Casa Botti era un edificio molto grande e noi occupavamo soltanto il secondo e il terzo piano. Al primo viveva e morì un certo tal cardinale di cui non ricordo il nome ma che – se non era proprio sordo come una campana - doveva essere una persona di una pazienza celeste, dato che eravamo in otto, tutte le ore del giorno, a correre sopra alla sua testa e su e giù per le scale. Una volta mio fratello Marion cadde dal letto nel pieno della notte con un tonfo che ci fece balzare urlanti dalle nostre stanze  soltanto per trovare il florido ragazzino che dormiva della grossa sul pavimento. Beh, il povero, buon cardinale morì e per qualche ragione che nessuno mi spiegò,  non fu possibile trasportare altrove il suo corpo.
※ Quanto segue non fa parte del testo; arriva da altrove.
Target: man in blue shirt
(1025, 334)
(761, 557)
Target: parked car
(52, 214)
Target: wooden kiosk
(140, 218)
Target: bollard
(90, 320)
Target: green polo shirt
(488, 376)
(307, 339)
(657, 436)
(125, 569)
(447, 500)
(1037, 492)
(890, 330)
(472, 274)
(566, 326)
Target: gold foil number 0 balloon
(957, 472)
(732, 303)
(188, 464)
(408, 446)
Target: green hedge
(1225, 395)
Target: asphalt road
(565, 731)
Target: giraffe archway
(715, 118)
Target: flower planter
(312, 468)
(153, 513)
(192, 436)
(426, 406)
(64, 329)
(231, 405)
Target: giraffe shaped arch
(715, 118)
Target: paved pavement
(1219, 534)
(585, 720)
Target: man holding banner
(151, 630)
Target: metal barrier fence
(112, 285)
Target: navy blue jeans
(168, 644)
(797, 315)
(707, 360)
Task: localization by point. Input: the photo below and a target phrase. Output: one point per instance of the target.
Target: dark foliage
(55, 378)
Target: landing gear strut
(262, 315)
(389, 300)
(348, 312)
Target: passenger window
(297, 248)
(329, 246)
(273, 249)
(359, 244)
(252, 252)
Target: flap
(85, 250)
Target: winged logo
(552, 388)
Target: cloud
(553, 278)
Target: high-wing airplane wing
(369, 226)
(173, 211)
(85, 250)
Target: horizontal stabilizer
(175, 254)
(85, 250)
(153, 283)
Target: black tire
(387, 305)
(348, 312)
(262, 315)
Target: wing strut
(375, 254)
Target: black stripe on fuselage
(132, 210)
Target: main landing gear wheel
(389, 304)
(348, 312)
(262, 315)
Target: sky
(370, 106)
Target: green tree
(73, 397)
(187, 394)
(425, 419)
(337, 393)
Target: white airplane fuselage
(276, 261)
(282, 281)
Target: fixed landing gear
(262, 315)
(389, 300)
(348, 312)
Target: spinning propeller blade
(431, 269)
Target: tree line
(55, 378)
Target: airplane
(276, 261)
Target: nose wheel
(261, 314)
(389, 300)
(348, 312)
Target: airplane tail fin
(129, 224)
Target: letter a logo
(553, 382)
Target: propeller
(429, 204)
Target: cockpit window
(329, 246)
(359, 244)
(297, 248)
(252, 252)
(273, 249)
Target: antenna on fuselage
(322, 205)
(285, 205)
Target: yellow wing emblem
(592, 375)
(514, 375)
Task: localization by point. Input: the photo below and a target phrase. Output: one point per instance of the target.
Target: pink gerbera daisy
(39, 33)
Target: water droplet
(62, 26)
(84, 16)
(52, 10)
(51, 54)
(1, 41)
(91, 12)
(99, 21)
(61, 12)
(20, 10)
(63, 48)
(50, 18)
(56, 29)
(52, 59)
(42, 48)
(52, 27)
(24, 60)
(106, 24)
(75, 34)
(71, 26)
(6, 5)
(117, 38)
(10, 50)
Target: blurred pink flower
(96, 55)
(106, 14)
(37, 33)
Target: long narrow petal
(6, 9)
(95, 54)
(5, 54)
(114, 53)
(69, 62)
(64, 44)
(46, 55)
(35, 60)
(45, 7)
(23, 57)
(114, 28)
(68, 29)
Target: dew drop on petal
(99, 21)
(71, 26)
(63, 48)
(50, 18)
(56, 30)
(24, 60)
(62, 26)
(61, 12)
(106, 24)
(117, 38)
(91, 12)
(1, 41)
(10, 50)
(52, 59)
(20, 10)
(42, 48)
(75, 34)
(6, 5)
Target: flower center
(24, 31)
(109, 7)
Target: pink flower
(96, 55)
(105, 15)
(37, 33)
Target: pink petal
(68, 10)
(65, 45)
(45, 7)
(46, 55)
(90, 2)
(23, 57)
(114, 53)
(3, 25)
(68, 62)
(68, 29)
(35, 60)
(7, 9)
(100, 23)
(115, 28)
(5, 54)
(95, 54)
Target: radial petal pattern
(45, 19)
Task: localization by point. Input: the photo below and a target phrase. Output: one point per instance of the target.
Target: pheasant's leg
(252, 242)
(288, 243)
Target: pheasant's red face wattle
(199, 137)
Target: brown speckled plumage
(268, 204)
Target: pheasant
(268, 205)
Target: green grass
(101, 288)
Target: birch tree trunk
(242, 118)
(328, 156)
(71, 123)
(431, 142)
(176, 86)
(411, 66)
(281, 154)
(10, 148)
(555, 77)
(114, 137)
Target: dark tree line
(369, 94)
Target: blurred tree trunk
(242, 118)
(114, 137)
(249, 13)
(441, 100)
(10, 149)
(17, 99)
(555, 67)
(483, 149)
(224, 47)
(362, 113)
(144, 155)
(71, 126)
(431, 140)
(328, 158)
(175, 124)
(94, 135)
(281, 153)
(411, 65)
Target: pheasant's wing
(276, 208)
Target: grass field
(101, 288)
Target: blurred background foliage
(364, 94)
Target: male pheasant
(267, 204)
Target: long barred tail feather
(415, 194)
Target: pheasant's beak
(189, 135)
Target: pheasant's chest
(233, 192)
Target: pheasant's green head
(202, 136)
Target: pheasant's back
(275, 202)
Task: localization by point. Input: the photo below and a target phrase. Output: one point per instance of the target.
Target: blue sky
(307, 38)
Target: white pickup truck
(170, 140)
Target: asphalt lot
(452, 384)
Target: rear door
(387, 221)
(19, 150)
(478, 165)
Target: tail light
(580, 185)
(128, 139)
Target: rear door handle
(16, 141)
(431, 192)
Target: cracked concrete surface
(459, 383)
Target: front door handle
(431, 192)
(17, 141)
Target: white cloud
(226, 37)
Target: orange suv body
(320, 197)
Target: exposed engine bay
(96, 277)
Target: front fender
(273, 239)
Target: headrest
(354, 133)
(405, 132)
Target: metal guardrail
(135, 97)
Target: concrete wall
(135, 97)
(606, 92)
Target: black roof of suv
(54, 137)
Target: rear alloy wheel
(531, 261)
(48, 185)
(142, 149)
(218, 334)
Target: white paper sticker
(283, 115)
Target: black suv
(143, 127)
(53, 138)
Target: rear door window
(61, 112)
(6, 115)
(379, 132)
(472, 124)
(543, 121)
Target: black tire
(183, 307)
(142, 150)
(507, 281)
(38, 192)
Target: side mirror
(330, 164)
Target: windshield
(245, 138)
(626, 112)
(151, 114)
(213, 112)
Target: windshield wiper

Sul pianerottolo del primo piano c’era una cappella chiusa da una cancellata di ferro battuto, dalla quale potevamo vedere l’altare con le alte candele e un quadro nascosto da una tenda. Dopo la morte del cardinale vi potemmo vedere qualcos’altro: una grande bara nera appena dietro alle sbarre. Lì giacque per cinque lunghe settimane della calda estate italiana. Non era stata adottata nessuna precauzione igienica e la bara era di semplice legno. L’orrore della corruzione montò sempre più insopportabile, ma nessuno avanzò proteste di alcun tipo. Ci fu detto di tenere il fazzoletto sulla bocca quando passavamo lì davanti, ma questo fu tutto. E ci abituammo talmente a quell’atmosfera micidiale che quando si fece particolarmente terribile ci mettemmo a prendere in giro gli altri bambini dicendo loro che si sentiva il cardinale camminare al piano di sopra. Le nostre due governanti dovevano avere una tempra eccezionale. Erano da sole a prendersi cura di due nidiate, mentre un’epidemia di vaiolo infuriava nel paese. L’unica strada scendeva dalla piazza fin davanti alla porta di casa nostra e ogni volta che uscivamo vedevamo una lunga fila di drappi gialli sventolare sulla porta delle case dove giacevano le vittime. Naturalmente quelli che morivano venivano sepolti nel camposanto della chiesa sotto le nostre finestre e per quanto non uscissimo per strada, il nostro cibo veniva tutto da lì, per non parlare, poi, di “Oh, Stè!”, dei suoi somarelli e dei suoi zoccoli infangati. Nessuno sembrava per nulla disturbato. Non eravamo neanche vaccinati di recente. L’epidemia finì, il cardinale fu finalmente rimosso e, quando l’estate terminò, otto ragazzini furono riportati a Roma in ottima forma.

 

Due o tre settimane prima di questo trasloco, era tornata da noi nostra madre, sposata al signor  Luther Terry. Egli era un vecchio amico di famiglia, un artista del New England che aveva passato a Roma la maggior parte della sua vita. Naturalmente questo evento fu seguito da decisi cambiamenti. Per ovvie ragioni a mia madre non importava tornare a Villa Negroni e, mentre si cercava un’altra casa adatta, andammo a Villa Dies (che oggi è un albergo), vicino al Pincio e nel cuore del quartiere internazionale. Per la villa mia madre prese delle persone di servizio: due artistiche donne inglesi, che capirono bene i nostri sentimenti per la nuova casa e ci facevano sentire benvenuti quando tornavamo – come ogni giorno – dal nostro triste peregrinare nel giardino della nostra vecchia, indimenticabile abitazione. Non passò molto tempo che – quale seguace del Santo Padre – il principe Massimo venne espropriato, lo storico edificio distrutto e gli incomparabili giardini spazzati via per far posto a strade squallide e orribili, oggi abitate dai ceti più bassi di tutta la già miserevole città.